The notion of ‘growing your own companies’ is complicated in terms of what elements are necessary for an overall effective eco-system. Regional endowments vary, entrepreneurial talent is not created equal, and other factors such as access to capital play roles that are difficult to quantify. Controlling for these factors is also difficult when trying to understand how best to spur an innovation based economy. A better understanding of how regional endowments interact is important when putting together overall economic development strategies, especially in tough economic times with reduced financial resources available to stimulate economic growth.

Better decisions concerning public investment to spur economic prosperity can be made with a better understanding of how the individual components of an overall eco-system complement or depend on each other.

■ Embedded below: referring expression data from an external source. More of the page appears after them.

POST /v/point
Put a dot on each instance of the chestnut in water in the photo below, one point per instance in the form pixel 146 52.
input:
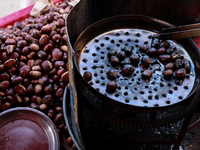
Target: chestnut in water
pixel 165 44
pixel 114 60
pixel 169 66
pixel 144 48
pixel 147 74
pixel 87 75
pixel 168 73
pixel 111 86
pixel 121 55
pixel 152 51
pixel 128 50
pixel 146 60
pixel 134 59
pixel 176 55
pixel 112 74
pixel 127 70
pixel 180 73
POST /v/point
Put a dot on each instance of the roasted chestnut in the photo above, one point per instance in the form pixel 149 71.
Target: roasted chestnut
pixel 147 74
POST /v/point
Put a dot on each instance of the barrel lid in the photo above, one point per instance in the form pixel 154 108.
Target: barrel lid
pixel 27 128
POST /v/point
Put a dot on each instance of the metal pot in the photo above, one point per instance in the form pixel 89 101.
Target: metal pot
pixel 88 12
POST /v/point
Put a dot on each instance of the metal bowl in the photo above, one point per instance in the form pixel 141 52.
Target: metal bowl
pixel 27 128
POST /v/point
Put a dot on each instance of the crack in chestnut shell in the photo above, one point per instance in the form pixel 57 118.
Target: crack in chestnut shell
pixel 136 89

Furthermore, an understanding of the marginal effects of these interventions and combinations of interventions would be extremely valuable in terms of understanding true return on investment.

6 Conclusion

Economic developers wishing to create an environment that promotes a thriving entrepreneurial sector can benefit from an understanding of what tools they need to support young startup companies.

The primary research questions guiding this study was—to what extent, and in what fashion, do university incubators affect the performance of startup firms above and beyond their time in the incubator? In contrast to prior studies, this study shows that university incubated firms performance continually improves above and beyond the incubation period, i.e., the number of jobs and sales grew over time. This study also shows that university incubated firms performance is superior to non-incubated firms above and beyond the incubation period. University incubated firms have greater employment and sales than then non-incubated firms. Further, we observe that university incubated firms grew faster (in number of jobs and sales) than the non-incubated firms above and beyond the incubation period.